People who are profoundly deaf can currently hear speech using a conventional cochlear implant, a miniaturised hearing aid that was originally developed by Melbourne researchers and is now used by more than 30,000 people around the world.
"Now people can hear speech, they say they want to hear music," said Fearn, who has a background in electrical engineering and has played trumpet and guitar from a young age.
The problem with conventional implants is they cannot distinguish between the tonal subtleties necessary for appreciating music or understanding languages in which tonal variation can change the meaning of words.
For example, the Cantonese word 'fu' has six different meanings depending on its intonation: it can mean 'husband', 'tiger', 'trousers', 'to hold', 'woman' or 'father'. The inability to distinguish such different meanings could result in social disaster.
Fearn likened wearing a conventional implant to "having a piano with 22 keys" instead of the 88 used - making it difficult to play or hear "Für Elise",for example.
An implant consists of an array of miniature electrodes surgically inserted into the cochlear, an area of the internal ear where hearing is conducted. These electrodes carry out the function of hair cells which normally stimulate auditory nerves in response to sound, but which do not function in the profoundly deaf.
Sound collected by an external microphone and a signal processor is converted to electrical impulses which are then delivered by radio link to the cochlear. Depending on which frequency band the sound falls into, particular electrodes will stimulate particular nerves, enabling the wearer to hear high or low tones.
A conventional implant only has 22 frequency bands - which is why pitch discrimination is so poor and the device is not suitable for music or tonal speech.
Rather than increasing the number of 'keys' on the cochlear implant's 'piano', Fearn just changed the way they are played. He wanted to stimulate the nerves in a way that is more akin to the way a normal ear works.

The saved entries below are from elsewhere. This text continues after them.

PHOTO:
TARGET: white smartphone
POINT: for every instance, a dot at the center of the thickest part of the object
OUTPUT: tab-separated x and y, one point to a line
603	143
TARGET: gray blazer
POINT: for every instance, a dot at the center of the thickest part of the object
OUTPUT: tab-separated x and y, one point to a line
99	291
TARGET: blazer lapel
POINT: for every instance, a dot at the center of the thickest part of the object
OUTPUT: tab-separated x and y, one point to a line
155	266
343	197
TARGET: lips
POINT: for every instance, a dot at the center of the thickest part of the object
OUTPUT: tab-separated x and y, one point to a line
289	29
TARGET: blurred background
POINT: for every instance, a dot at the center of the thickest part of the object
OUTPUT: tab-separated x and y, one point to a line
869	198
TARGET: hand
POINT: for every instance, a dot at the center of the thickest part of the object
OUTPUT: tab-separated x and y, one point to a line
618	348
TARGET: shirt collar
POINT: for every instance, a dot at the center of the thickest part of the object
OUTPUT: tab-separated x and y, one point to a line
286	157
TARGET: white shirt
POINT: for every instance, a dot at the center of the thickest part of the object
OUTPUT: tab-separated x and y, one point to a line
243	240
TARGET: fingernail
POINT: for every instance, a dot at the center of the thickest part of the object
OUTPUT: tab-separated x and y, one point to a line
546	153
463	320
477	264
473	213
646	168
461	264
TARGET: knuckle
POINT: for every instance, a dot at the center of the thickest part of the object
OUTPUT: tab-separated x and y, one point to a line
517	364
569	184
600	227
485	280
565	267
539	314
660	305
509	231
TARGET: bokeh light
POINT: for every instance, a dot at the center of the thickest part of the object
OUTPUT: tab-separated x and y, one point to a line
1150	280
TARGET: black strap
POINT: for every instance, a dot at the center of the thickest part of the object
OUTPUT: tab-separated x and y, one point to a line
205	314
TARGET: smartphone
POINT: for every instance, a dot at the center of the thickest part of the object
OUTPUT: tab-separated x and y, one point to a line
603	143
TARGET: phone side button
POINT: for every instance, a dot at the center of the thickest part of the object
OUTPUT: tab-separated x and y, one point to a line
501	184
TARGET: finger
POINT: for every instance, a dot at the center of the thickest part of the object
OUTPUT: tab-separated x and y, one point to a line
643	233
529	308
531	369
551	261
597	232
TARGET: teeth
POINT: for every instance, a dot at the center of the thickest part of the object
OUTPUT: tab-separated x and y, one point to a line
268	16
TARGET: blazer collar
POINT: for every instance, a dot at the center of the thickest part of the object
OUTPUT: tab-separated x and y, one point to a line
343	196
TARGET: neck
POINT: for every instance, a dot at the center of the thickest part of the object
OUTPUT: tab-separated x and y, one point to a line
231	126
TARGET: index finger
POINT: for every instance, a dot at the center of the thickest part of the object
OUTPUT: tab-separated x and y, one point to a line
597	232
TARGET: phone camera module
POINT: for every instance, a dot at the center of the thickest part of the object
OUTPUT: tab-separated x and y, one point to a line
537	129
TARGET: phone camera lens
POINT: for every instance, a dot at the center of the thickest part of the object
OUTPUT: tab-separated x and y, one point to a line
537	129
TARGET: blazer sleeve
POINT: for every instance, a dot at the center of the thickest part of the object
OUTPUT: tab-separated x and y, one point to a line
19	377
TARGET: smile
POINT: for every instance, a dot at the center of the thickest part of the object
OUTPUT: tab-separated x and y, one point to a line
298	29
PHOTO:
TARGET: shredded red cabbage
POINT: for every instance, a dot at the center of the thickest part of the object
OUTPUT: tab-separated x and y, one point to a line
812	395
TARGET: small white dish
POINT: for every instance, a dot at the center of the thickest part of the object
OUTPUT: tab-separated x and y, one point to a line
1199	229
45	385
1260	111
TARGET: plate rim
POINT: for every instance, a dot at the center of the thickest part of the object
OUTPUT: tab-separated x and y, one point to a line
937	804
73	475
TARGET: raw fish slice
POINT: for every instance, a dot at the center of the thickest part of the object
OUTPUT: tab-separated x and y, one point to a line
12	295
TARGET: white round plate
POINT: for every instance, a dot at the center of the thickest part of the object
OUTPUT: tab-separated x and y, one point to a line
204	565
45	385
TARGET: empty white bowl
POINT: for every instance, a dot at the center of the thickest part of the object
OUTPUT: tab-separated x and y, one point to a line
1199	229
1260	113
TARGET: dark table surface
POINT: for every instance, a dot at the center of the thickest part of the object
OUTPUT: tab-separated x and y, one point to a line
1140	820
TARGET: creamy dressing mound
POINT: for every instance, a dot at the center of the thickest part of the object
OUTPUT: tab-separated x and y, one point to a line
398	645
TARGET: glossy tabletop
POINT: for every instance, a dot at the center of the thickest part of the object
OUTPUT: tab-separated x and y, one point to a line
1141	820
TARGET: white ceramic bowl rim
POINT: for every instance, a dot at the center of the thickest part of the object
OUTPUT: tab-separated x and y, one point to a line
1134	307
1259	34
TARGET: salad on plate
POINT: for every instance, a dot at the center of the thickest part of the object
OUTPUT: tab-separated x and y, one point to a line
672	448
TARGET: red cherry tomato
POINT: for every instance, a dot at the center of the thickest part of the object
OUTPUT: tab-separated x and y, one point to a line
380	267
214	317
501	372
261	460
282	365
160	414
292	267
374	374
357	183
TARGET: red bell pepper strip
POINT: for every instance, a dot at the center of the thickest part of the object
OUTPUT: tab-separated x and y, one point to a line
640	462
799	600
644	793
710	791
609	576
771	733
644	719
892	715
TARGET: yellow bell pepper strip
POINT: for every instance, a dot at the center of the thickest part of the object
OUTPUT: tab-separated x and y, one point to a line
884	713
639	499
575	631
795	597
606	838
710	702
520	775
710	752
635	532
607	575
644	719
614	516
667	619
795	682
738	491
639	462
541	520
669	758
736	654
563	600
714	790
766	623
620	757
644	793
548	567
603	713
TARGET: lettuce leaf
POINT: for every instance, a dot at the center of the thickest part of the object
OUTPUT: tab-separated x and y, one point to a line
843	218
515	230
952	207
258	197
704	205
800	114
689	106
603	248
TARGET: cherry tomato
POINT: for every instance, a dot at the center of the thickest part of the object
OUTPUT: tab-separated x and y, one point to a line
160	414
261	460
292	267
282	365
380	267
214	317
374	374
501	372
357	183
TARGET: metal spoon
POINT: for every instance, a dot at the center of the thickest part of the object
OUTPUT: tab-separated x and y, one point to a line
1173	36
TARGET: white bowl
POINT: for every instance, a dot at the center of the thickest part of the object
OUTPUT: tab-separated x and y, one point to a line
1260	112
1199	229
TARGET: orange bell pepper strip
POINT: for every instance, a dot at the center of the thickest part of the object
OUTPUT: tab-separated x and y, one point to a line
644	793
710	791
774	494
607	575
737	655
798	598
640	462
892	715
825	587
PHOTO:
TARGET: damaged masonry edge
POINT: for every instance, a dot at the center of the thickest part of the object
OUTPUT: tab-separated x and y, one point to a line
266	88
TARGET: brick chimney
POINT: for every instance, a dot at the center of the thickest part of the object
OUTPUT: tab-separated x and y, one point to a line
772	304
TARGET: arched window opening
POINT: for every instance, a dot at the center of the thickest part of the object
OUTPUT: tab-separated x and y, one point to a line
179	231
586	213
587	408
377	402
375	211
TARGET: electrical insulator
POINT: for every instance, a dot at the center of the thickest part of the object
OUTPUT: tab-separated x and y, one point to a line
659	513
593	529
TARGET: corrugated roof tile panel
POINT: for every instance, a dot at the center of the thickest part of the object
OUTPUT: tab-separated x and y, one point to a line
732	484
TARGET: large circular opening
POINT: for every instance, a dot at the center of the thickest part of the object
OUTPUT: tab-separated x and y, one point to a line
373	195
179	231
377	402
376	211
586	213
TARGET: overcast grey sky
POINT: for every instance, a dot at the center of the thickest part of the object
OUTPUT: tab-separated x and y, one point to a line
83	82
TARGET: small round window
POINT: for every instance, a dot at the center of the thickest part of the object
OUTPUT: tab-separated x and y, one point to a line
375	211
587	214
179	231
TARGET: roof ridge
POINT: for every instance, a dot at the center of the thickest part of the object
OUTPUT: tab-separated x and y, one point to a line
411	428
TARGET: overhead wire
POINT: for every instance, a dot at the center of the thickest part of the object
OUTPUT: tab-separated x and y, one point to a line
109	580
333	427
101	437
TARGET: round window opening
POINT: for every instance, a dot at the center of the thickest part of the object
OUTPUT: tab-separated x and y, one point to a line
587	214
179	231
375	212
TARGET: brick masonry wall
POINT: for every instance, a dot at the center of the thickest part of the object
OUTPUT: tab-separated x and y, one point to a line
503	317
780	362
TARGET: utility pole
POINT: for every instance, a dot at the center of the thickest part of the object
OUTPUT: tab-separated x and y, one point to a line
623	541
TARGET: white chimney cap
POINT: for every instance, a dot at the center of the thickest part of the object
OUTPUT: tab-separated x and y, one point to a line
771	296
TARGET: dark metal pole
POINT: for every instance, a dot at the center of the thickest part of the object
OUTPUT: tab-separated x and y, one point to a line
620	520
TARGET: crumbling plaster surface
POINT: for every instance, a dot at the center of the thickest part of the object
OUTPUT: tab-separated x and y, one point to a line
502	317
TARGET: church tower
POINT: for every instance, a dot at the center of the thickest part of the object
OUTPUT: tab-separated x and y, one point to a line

In a standard implant, electrodes are stimulated at a constant rate per second. However, in a normal ear, nerves can be stimulated at different rates. Not only does the pitch you hear depend on the placement of the nerve that is stimulated, but it is also affected by the rate at which that nerve is stimulated.
As part of his research, Fearn discovered that the stimulation of nerves in different locations of the cochlear could give the same pitch, as long as the nerves were stimulated at different rates. Not only this, but different combinations of the nerve being stimulated and the rate of stimulation could give a different quality of sound for the implant wearer.
In this way, Fearn's study of people wearing cochlear implants has not only developed more sensitive implants - it has contributed to the fundamental understanding of how the human ear works.
By stimulating specific nerves at specific rates to an implant wearer, and getting their subjective feedback, Fearn was not only able to increase the number of tones they heard but also to optimise the quality of the sound.
Fear estimates that it will be a year before there is a commercially available signal processor that will be able to process data fast enough to cope with his new software. Meanwhile trials of the prototype are set to continue in Sydney and in Iowa City, USA.
"I've had some great comments and feedback … some people didn't want to give the processor back at the end of the trial," Fearn said. "One thing about the cochlear community is they keep pushing. It's not like the technology driving the people, it's the people driving the technology."
Fearn's research was jointly funded by the Australian Research Council and Sydney-based Cochlear Ltd, which holds rights to the patents. He was recently awarded the Young Investors Award by the Hong Kong-based Far Eastern Economic Review magazine.